Previously, bile acids were shown to increase the expression of Glp-1 peptide by binding the TRG5 receptor in the L-cells of the distal small intestine, and are considered as a therapeutic option to reduce obesity by decreasing food intake.26 In accordance with reduced plasma bile-salt in Tcf7L2-bac mice, we observed increased food intake in Tcf7L2-bac mice when they were subjected to metabolic cage studies (Figure 2F). Strikingly, plasma Fgf21 levels were reduced in Tcf7L2-bac mice versus wild-type littermates (Figure S1A,B). We speculate this unexpected reduction of FGF21 to be a compensatory mechanism to normalize plasma bile acid concentration since FGF21 has been shown to repress bile synthesis.27 Despite increased food intake and reduced FGF21 levels, the Tcf7L2-bac mice showed higher weight loss during the course of metabolic cage studies, which is attributable to reduced fat absorption (Figure 2G). Accordingly, Tcf7L2-bac mice had higher total fecal content, while the ratio of fecal content to food intake remained unchanged compared to wild-type littermates (Figure 2H,I).
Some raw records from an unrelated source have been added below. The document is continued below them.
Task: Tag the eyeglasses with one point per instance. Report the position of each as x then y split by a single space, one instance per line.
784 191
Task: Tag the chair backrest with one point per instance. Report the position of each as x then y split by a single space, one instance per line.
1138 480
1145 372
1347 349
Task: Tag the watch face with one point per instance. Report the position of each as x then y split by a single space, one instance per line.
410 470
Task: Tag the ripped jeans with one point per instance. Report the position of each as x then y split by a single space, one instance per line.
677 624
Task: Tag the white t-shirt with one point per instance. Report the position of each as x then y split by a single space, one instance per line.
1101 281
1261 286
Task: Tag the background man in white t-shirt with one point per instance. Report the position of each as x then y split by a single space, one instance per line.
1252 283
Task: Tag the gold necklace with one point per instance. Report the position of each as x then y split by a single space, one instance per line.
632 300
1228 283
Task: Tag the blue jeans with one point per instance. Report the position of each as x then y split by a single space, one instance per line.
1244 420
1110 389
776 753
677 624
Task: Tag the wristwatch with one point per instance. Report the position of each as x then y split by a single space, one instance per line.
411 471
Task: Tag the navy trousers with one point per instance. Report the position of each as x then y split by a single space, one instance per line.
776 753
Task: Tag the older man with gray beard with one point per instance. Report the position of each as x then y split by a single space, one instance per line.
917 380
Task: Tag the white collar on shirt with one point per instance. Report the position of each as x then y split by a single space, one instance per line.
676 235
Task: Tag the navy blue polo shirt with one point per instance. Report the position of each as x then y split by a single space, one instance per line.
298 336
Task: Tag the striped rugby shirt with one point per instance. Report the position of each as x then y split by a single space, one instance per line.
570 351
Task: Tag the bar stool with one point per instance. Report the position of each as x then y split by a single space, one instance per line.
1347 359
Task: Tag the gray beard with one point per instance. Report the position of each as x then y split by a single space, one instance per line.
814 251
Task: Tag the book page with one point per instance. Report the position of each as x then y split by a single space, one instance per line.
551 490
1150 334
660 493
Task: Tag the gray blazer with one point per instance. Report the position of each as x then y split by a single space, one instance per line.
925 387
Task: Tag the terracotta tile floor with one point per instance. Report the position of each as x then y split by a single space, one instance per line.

Next, we determined if Tcf7L2 lowers adipose tissue mass as reported before,28 accounting for the reduced hepatic TAG in Tcf7L2-bac mice. To this end, we gavaged mice with labeled triglycerides15 and measured radioactivity in the peripheral tissues. Notably, the FA uptake was significantly reduced in epididymal white adipose tissue of Tcf7L2-bac mice (Figure 2J). No changes in FA uptake were detected in brown adipose tissue and liver (Figure 2K), indicating that reduced FA uptake in the adipose tissue does not result in lipotoxicity as predicted. Altogether, these data suggest that the reduced plasma bile acid in Tcf7L2-bac mice is due to impaired bile acid synthesis in the liver and not due to its excretion into the feces and that the reduced DNL and adiposity could contribute to lowered hepatic TAG in Tcf7L2-bac mice.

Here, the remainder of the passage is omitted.